Namely, running rg pat < file will recursively search the current directory instead of file. A workaround is to do rg pat - < file, which will search file.
This is a consequence of fixing #19. Maybe there is a better way to detect whether stdin is a pipe automatically, but I don't know it. @vadz in particular points out that it is quite hairy:
Oh, sorry, I should have thought about this, this is actually a pretty well-known issue -- but without any good solution, unfortunately. The problem is that Windows doesn't have any concept of PTY, so when a program is running in any kind of terminal emulator, and not the standard console window, its stdin is always connected to a pipe, as far as Windows is concerned. Cygwin applications can distinguish between "real" pipes and normal input from the terminal, but I don't know of any way to do this without linking to cygwin1.dll.
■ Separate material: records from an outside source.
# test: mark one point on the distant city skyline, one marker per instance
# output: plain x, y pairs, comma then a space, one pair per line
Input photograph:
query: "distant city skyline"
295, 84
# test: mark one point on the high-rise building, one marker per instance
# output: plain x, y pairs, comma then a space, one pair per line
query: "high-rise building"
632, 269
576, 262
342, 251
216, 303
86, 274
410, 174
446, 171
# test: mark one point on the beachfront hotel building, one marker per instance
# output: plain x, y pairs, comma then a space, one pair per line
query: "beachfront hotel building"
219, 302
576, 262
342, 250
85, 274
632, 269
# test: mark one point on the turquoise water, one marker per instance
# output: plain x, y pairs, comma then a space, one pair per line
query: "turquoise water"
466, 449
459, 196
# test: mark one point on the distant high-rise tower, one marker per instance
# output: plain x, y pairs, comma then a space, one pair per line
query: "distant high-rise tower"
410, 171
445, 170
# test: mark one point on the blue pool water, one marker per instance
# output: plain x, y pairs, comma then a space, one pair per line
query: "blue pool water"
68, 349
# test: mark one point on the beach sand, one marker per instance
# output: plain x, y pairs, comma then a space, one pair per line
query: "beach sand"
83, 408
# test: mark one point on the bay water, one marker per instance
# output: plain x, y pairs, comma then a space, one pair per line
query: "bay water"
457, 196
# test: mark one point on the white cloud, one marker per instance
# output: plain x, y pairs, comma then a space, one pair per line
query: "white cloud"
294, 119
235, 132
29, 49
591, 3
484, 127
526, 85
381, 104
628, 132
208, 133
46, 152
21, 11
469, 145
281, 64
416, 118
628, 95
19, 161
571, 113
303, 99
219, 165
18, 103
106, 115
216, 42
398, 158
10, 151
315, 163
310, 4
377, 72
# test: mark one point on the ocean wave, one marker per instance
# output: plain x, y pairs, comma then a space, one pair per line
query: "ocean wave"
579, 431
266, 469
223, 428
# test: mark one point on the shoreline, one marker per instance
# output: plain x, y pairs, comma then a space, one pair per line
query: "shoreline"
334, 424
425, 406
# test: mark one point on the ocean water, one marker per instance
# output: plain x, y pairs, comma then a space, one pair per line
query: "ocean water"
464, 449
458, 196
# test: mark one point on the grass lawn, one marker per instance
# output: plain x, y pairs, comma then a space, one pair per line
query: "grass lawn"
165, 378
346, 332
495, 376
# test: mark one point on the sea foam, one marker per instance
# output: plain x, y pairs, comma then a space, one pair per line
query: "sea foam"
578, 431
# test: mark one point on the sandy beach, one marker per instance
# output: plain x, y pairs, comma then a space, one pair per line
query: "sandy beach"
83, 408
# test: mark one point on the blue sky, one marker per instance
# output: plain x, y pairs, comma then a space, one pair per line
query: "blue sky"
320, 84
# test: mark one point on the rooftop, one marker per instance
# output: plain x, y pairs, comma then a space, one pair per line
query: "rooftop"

I think you should still be able to detect whether stdin is a TTY when running inside the native console and you should be able to check for this (running inside console, I mean). But everything console-related in Windows is pretty hairy, just look at our own code for detecting whether we can write to a console...
For what it's worth, you can detect this particular case. If you run type file | rg pat then the standard input handle in rg will be a pipe handle, but if you do rg pat < file then the standard input handle will be a file handle. You can distinguish them using the result of
GetFileType(GetStdHandle(STD_INPUT_HANDLE))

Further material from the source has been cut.